Fairly rare I agree although someone could do a 'drbdadm detach' and
then 'drbdadm attach' -- that's how we hit this situation (and the
reason for THAT is as a way to test errors on meta-data reads)

Given that there is no real boundary on the lifetime of a request in the
TL, it's also feasible (although unlikely I agree) that a disk could
fail and be replaced and reattached whilst an old request is still in
the TL...

> > I think this might work but only as a side effect -- if you look
back
> to
> > the sequence I documented, you will see that there has to be a write
> > request to the same AL area after the disk is reattached - this is
> > because drbd_al_complete_io quietly ignores the case where no active
> AL
> > extent is found for the request being completed.
> 
> huh?
> I simply disallow re-attaching while there are still requests pending
> from before the detach.
> no more (s & RQ_LOCAL_MASK), no more un-accounted for references.
> 

Yes but those requests that have unaccounted references from before the
detach are still in the TL -- it so happens that the code does not crash
in this case (completing a request in the TL when there is no matching
AL cache entry) but that's not very safe I think.

You also have to trigger a barrier as part of this -- not only block new
requests during attach until the TL is empty but also trigger a barrier
so that the TL will be emptied...

Both of these are why I like the idea of "reconnecting" the requests in
the TL to the AL cache when doing an attach...

> if I understand correctly,
> you can reproduce this easily.
> to underline my point,
> does it still trigger when you do
>  "dd if=/dev/drbdX of=/dev/null bs=1b count=1 iflag=direct ; sleep 5"
> before the re-attach?

So, the real test is to do this _before_ the DETACH, then see what
happens when the requests are removed from the TL.

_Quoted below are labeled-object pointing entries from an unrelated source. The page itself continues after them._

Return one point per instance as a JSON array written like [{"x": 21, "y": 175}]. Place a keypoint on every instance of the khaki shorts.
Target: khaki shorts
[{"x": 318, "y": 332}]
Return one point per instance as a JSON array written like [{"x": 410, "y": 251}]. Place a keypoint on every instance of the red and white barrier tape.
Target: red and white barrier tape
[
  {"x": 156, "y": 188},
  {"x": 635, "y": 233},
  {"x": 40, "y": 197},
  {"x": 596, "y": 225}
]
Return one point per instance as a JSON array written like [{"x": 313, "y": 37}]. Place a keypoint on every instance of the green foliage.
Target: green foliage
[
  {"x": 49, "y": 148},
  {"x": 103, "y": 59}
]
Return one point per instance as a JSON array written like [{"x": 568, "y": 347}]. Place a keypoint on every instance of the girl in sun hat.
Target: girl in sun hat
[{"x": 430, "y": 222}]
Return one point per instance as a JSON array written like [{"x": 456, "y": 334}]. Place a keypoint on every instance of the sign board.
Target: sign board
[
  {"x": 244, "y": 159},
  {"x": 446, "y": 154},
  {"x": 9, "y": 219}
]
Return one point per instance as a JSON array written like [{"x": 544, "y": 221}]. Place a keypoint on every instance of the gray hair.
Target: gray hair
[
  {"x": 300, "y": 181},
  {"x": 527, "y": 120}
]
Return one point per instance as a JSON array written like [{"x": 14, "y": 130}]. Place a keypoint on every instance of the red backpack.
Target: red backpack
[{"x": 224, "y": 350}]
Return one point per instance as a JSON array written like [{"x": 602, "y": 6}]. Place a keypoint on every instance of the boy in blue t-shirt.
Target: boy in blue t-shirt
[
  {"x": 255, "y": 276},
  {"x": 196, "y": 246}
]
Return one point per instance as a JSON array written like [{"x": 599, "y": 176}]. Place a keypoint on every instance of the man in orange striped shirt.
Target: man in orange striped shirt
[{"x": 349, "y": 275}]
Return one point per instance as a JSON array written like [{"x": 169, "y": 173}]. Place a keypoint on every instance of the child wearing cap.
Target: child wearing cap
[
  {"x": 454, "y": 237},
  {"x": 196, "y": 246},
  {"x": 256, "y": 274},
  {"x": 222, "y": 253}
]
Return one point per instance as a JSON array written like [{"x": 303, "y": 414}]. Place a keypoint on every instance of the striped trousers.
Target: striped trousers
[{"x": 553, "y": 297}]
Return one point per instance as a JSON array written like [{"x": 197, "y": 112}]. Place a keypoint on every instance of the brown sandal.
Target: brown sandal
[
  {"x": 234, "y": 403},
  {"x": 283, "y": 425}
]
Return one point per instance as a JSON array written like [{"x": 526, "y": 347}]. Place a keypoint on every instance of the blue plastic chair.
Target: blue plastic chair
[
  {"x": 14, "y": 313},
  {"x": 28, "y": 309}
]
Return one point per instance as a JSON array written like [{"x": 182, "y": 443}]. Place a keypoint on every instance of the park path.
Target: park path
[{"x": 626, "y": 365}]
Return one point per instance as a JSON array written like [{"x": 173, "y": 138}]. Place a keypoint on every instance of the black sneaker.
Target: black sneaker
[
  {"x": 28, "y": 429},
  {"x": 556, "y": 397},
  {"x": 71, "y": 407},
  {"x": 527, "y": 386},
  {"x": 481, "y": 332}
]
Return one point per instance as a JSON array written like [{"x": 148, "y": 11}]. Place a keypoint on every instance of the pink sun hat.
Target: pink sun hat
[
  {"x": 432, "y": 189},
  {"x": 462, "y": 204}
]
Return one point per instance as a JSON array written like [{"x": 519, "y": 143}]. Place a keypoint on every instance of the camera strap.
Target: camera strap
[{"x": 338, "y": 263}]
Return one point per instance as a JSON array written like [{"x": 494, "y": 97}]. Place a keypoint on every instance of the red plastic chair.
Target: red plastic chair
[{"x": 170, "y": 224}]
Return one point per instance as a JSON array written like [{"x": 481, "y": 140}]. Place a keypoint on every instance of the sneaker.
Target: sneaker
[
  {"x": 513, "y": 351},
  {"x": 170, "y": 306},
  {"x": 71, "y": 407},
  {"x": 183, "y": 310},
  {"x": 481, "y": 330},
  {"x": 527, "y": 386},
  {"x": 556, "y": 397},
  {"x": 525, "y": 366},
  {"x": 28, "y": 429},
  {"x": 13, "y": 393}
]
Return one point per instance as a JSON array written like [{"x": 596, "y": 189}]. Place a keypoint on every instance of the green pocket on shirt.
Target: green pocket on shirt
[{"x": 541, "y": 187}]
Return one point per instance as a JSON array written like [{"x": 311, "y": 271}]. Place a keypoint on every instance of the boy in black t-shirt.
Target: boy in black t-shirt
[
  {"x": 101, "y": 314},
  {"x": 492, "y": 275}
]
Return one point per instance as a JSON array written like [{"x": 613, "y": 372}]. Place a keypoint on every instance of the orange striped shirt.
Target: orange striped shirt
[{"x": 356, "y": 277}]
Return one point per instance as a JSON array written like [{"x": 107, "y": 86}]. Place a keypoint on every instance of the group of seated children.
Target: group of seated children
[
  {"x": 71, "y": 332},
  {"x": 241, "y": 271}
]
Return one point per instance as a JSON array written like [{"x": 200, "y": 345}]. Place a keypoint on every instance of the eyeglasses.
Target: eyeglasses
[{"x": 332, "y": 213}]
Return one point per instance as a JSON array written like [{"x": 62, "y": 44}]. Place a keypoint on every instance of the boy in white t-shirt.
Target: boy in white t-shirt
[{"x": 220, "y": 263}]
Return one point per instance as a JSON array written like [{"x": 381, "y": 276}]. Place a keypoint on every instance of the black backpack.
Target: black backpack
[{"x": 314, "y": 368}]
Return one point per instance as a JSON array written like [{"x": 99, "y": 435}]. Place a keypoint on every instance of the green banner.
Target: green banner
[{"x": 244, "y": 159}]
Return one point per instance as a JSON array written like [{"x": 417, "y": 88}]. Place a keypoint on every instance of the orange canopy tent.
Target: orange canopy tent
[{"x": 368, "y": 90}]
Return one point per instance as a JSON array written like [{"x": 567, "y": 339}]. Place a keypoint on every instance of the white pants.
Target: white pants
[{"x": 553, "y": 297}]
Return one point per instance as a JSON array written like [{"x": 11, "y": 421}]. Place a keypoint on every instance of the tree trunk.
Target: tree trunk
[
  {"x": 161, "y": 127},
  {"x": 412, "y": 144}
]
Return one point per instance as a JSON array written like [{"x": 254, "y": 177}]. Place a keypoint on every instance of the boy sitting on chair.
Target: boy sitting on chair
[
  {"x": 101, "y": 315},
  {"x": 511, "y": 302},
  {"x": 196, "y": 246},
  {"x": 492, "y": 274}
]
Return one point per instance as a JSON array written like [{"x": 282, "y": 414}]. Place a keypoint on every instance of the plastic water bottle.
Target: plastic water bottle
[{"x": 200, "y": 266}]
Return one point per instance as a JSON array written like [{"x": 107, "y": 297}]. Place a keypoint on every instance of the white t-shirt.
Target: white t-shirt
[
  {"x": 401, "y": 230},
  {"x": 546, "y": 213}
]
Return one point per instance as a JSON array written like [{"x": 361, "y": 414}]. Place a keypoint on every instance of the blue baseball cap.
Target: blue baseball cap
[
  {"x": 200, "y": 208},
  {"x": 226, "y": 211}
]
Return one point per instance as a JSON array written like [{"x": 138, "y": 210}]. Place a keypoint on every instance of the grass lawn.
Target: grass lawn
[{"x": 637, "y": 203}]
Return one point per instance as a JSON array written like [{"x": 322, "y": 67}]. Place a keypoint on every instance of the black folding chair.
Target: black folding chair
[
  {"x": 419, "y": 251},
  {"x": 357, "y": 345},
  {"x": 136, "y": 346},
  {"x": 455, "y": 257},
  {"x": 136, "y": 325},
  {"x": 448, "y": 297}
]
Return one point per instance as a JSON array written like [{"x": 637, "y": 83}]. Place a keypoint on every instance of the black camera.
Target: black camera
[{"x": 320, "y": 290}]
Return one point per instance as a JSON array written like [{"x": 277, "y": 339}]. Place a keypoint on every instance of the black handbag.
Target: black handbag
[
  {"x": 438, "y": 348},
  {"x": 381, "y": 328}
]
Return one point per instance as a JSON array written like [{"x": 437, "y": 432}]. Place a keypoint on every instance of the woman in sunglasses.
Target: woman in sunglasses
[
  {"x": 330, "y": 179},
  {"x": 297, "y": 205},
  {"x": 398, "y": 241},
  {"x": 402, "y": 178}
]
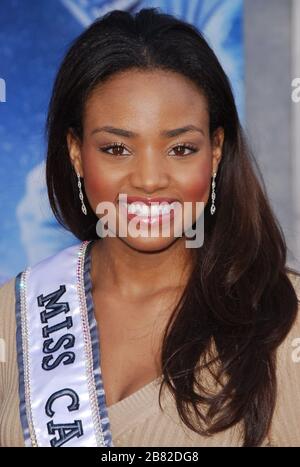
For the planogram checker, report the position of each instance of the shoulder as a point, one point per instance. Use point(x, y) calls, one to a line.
point(7, 308)
point(7, 321)
point(285, 428)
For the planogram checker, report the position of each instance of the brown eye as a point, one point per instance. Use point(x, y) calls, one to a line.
point(181, 148)
point(116, 148)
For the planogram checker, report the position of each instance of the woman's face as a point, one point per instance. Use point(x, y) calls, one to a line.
point(136, 156)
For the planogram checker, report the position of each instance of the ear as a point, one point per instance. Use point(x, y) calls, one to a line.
point(217, 147)
point(74, 148)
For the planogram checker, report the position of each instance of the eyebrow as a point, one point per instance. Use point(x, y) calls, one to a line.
point(132, 134)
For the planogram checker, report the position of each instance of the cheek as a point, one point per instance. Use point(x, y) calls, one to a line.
point(195, 182)
point(100, 184)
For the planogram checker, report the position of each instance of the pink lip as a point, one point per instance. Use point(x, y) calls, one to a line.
point(148, 201)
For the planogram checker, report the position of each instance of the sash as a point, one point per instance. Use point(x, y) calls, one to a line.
point(62, 399)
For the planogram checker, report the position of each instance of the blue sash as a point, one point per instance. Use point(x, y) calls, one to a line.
point(62, 399)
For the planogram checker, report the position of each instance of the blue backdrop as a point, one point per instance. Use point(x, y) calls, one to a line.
point(34, 36)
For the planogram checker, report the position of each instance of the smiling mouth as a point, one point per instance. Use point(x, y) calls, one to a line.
point(148, 214)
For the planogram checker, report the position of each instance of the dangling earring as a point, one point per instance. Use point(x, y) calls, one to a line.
point(213, 195)
point(83, 208)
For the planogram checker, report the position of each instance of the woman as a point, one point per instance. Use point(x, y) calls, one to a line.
point(144, 340)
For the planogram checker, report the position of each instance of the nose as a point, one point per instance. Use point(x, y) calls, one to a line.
point(150, 172)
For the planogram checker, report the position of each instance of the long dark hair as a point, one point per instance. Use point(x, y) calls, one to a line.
point(239, 299)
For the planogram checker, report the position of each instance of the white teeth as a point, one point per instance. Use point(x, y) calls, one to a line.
point(144, 210)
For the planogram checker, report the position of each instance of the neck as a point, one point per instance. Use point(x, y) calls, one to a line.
point(116, 267)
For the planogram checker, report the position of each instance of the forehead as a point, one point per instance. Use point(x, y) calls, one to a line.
point(146, 96)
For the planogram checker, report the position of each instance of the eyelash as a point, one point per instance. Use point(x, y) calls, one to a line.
point(118, 145)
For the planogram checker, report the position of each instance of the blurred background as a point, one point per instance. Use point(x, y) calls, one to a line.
point(258, 44)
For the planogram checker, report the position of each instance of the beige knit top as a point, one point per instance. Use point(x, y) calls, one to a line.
point(138, 420)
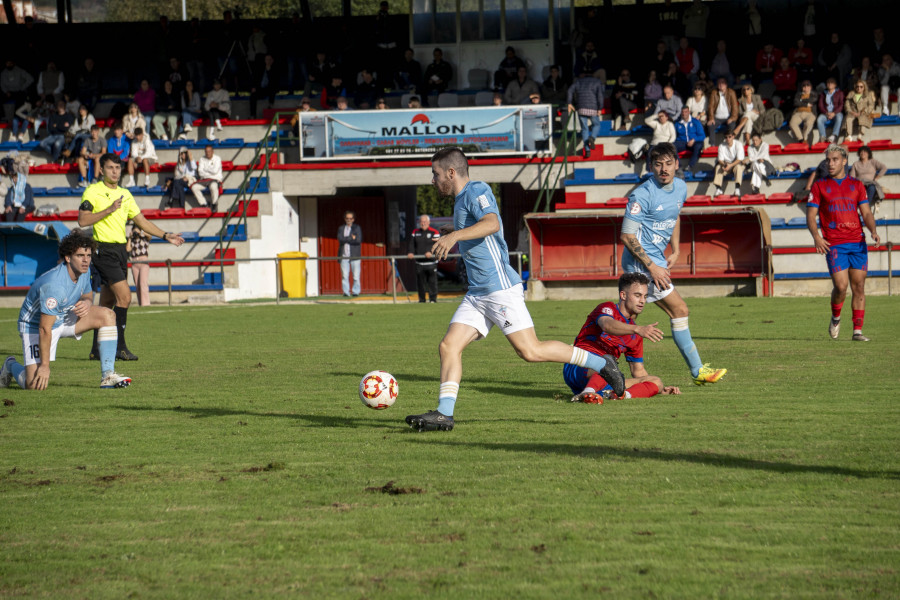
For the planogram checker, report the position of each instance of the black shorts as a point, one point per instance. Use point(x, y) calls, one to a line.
point(111, 261)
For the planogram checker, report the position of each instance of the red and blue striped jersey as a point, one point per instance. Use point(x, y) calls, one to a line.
point(593, 339)
point(838, 201)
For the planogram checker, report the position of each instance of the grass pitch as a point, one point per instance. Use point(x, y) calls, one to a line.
point(241, 462)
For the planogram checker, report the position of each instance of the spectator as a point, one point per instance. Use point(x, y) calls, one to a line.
point(670, 102)
point(804, 118)
point(859, 108)
point(723, 109)
point(138, 248)
point(216, 107)
point(420, 242)
point(831, 110)
point(663, 131)
point(519, 89)
point(437, 75)
point(508, 69)
point(586, 96)
point(625, 98)
point(184, 177)
point(191, 108)
point(785, 80)
point(119, 144)
point(51, 83)
point(79, 131)
point(89, 84)
point(349, 237)
point(689, 136)
point(889, 79)
point(332, 91)
point(409, 73)
point(14, 84)
point(698, 104)
point(687, 59)
point(720, 66)
point(209, 176)
point(265, 84)
point(88, 159)
point(730, 161)
point(366, 90)
point(168, 109)
point(759, 162)
point(652, 92)
point(57, 126)
point(587, 64)
point(554, 90)
point(133, 120)
point(142, 152)
point(835, 59)
point(19, 199)
point(801, 58)
point(145, 98)
point(869, 171)
point(767, 59)
point(752, 108)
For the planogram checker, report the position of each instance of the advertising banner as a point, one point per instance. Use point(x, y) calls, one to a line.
point(406, 133)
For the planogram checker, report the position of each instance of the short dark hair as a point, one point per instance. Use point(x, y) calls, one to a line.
point(663, 150)
point(75, 240)
point(629, 279)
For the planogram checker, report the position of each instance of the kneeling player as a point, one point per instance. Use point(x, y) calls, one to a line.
point(610, 329)
point(59, 304)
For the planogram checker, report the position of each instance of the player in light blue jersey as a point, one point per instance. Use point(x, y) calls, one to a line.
point(651, 223)
point(495, 296)
point(59, 304)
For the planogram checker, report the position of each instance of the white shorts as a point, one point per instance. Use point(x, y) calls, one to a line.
point(31, 342)
point(505, 308)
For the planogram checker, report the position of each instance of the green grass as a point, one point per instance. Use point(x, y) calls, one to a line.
point(240, 463)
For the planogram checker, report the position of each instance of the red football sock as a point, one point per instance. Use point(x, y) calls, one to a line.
point(596, 382)
point(836, 310)
point(643, 390)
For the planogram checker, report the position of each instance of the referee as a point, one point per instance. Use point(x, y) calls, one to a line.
point(107, 207)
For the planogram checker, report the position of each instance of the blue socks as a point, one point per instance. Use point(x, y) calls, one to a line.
point(682, 336)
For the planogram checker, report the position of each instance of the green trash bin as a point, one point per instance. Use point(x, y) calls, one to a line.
point(293, 274)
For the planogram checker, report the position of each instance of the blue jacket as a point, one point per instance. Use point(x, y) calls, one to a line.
point(693, 131)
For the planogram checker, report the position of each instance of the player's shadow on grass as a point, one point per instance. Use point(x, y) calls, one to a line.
point(344, 421)
point(716, 460)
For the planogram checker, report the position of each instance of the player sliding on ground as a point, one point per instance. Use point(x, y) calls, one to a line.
point(495, 294)
point(651, 221)
point(610, 329)
point(59, 304)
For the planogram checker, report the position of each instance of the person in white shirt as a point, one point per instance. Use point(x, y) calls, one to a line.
point(209, 176)
point(758, 161)
point(143, 152)
point(729, 161)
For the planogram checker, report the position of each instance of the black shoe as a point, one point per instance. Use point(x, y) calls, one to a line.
point(125, 355)
point(430, 421)
point(613, 375)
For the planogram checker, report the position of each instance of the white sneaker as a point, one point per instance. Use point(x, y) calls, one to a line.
point(6, 372)
point(114, 380)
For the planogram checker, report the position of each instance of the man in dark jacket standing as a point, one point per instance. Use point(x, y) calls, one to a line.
point(420, 242)
point(350, 240)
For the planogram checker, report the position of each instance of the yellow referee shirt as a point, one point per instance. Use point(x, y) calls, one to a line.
point(111, 229)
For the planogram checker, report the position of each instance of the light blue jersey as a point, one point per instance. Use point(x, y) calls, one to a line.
point(53, 293)
point(487, 259)
point(655, 210)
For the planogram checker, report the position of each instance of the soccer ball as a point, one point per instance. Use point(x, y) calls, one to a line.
point(378, 390)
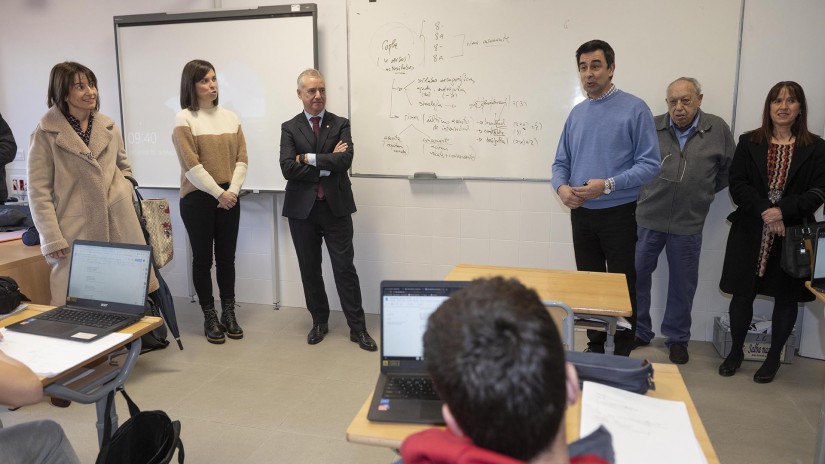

> for other reasons, I think we need to rewrite the barrier code anyways
> to send out the barrier as soon as possible, and not wait until the
> next
> io request comes in.

That's an interesting idea -- it would also allow you to use the Linux
barrier mechanism to implement. Still wouldn't handle this case I think
though -- you can have requests in the TL that do not yet require a
barrier when you lose the local disk...

Simon

^ permalink raw reply	[flat|nested] 8+ messages in thread

* Re: [Drbd-dev] Crash in lru_cache.c
  2008-01-12 15:23   ` Graham, Simon
@ 2008-01-12 17:04     ` Lars Ellenberg
  2008-01-12 23:37     ` Graham, Simon
  1 sibling, 0 replies; 8+ messages in thread
From: Lars Ellenberg @ 2008-01-12 17:04 UTC (permalink / raw)
  To: Graham, Simon; +Cc: drbd-dev

On Sat, Jan 12, 2008 at 10:23:58AM -0500, Graham, Simon wrote:
> > > Because there WAS a disk when the request was issued - in fact, the
> > > local write to disk completed successfully, but the request is still
> > > sitting in the TL waiting for the next barrier to complete.
> > Subsequent
> > > to that but while the request is still in the TL, the local disk is
> > > detached.
> > 
> > AND it is re-attached so fast,
> > that we have a new (uhm; well, probably the same?) disk again,
> > while still the very same request is sitting there
> > waiting for that very barrier ack?
> > 
> 
> You got it!
> 
> > now, how unlikely is THAT to happen in real life.
> > 
> 
> Fairly rare I agree although someone could do a 'drbdadm detach' and
> then 'drbdadm attach' -- that's how we hit this situation (and the
> reason for THAT is as a way to test errors on meta-data reads)
> 
> Given that there is no real boundary on the lifetime of a request in the
> TL, it's also feasible (although unlikely I agree) that a disk could
> fail and be replaced and reattached whilst an old request is still in
> the TL...

well, there is.
the request will only live in the tl until either
 - connection is lost, and we call tl_clear
 - the corresponding barrier ack comes in

right, currently, a barrier is not sent when the epoch closes,
but before the next epoch start, which may be a very long time.
but, we are changing this anyways, and will now send the barrier
as soon as we close the current epoch.
once that is done, soon (milliseconds) after any request is reported as
completed to upper layers (which is the event that is causing the
current epoch to close, the barrier to be send),
it will also be cleared from the tl.

> > > I think this might work but only as a side effect -- if you look
> back
> > to
> > > the sequence I documented, you will see that there has to be a write
> > > request to the same AL area after the disk is reattached - this is
> > > because drbd_al_complete_io quietly ignores the case where no active
> > AL
> > > extent is found for the request being completed.
> > 
> > huh?
> > I simply disallow re-attaching while there are still requests pending
> > from before the detach.
> > no more (s & RQ_LOCAL_MASK), no more un-accounted for references.
> > 
> 
> Yes but those requests that have unaccounted references from before the
> detach are still in the TL 

no they are not, I just said I would not allow an attach
while they are still in there.

> -- it so happens that the code does not crash
> in this case (completing a request in the TL when there is no matching
> AL cache entry) but that's not very safe I think.
> 
> You also have to trigger a barrier as part of this -- not only block new
> requests during attach until the TL is empty but also trigger a barrier
> so that the TL will be emptied...

as outlined earlier, and implemented next week hopefully,
barriers will be sent as soon as the old epoch is closed,
not only when the first new request for the new epoch comes in.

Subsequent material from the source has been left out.